Job and Integrity

Webster’s dictionary defines integrity simply as wholeness, but I would like to propose that Webster’s definition is incomplete. There are a great many things on this planet, many of them manmade, which we consider to be “whole,” but are not actually of sound integrity. For example, buildings that are hastily put together, with all their parts intact, are often perceived as “whole,” but as soon as an earthquake, flood, or even natural aging comes into play, the structure crumbles.

I would like to augment Webster’s definition of wholeness with a key action:  “Integrity is wholeness tested under pressure.” The Bible talks about integrity nine times; three of these are in Proverbs, one is in Psalms, and one is in 1st Kings. The remaining four mentions of integrity are in the book of Job, which is known by many as both the oldest and the least inspiring book of the Bible due to the sufferings and agony of the title character.

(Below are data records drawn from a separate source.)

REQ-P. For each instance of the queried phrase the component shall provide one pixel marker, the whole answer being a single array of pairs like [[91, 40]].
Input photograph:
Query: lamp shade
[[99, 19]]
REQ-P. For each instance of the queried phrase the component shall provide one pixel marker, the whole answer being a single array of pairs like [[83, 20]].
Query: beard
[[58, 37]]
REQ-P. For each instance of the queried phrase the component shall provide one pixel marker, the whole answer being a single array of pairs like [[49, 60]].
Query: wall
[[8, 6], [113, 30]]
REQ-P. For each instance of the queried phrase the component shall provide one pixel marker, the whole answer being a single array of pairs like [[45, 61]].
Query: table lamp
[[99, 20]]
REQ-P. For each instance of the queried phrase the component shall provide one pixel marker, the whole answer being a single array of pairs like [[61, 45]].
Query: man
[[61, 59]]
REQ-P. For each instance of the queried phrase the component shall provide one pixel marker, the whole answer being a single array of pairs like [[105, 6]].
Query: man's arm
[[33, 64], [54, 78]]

The book of Job begins with this: “There once was a man named Job who lived in the land of Uz. He was blameless—a man of complete integrity.” The stage of the book of Job is set by a meeting of God and “the accuser,” Satan. God proudly points out to Satan that Job is, as mentioned before, a man of complete integrity. Satan scoffs and says that Job has never been given a reason not to act in integrity, so why should he be acting otherwise? “You have always put a wall of protection around him and his home and his property,” Satan retorts. “Look how rich he is! But reach out and take away everything he has, and he will surely curse you to your face!

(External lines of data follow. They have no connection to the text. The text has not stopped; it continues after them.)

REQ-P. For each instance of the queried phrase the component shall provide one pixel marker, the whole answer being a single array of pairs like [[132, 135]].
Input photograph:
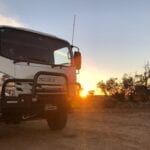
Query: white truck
[[38, 76]]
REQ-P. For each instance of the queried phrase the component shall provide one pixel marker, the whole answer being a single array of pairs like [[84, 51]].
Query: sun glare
[[83, 93]]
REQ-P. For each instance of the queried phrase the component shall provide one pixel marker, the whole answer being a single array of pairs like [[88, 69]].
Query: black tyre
[[57, 119]]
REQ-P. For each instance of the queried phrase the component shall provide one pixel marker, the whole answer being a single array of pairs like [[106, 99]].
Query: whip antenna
[[74, 21]]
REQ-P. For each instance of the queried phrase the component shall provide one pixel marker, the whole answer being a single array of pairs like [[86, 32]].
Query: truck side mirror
[[77, 60]]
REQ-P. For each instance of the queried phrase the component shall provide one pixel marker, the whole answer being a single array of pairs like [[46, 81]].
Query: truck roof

God gives Satan permission to test Job’s integrity, and the book proceeds with Job being robbed of everything he has, from his wealth to his family, and eventually his health. The Bible reports that Job never failed in his integrity by cursing God; the morals and standards he had upheld for himself in times of prosperity stood true in times of great testing when he was stripped of everything but his heart.

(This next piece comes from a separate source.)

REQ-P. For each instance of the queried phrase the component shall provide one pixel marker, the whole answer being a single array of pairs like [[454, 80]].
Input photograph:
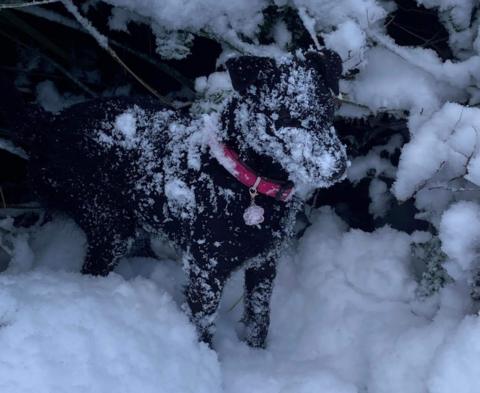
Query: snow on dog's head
[[285, 109]]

Integrity is not something that can be measured or evaluated when there is nothing at stake. You can’t gauge the integrity of a ship’s hull if it is not being tossed about at sea or scraping up against icebergs. Likewise, the only way to tell the integrity of a man is if you take the person that he claims to be in his comfort zone and put him under immense pressure. The man will either conquer the testing and be proven pure, or will crumble under the pressure and be reduced to the basic essence of his humanity.

Integrity is who you are behind the scenes, when all the masks come off and nobody is watching you. When it’s just you and the silence, and you don’t have to put on a façade for anybody. The test of your integrity comes in secret, where nobody is around to applaud you if you succeed, or cheer you on even if you fail.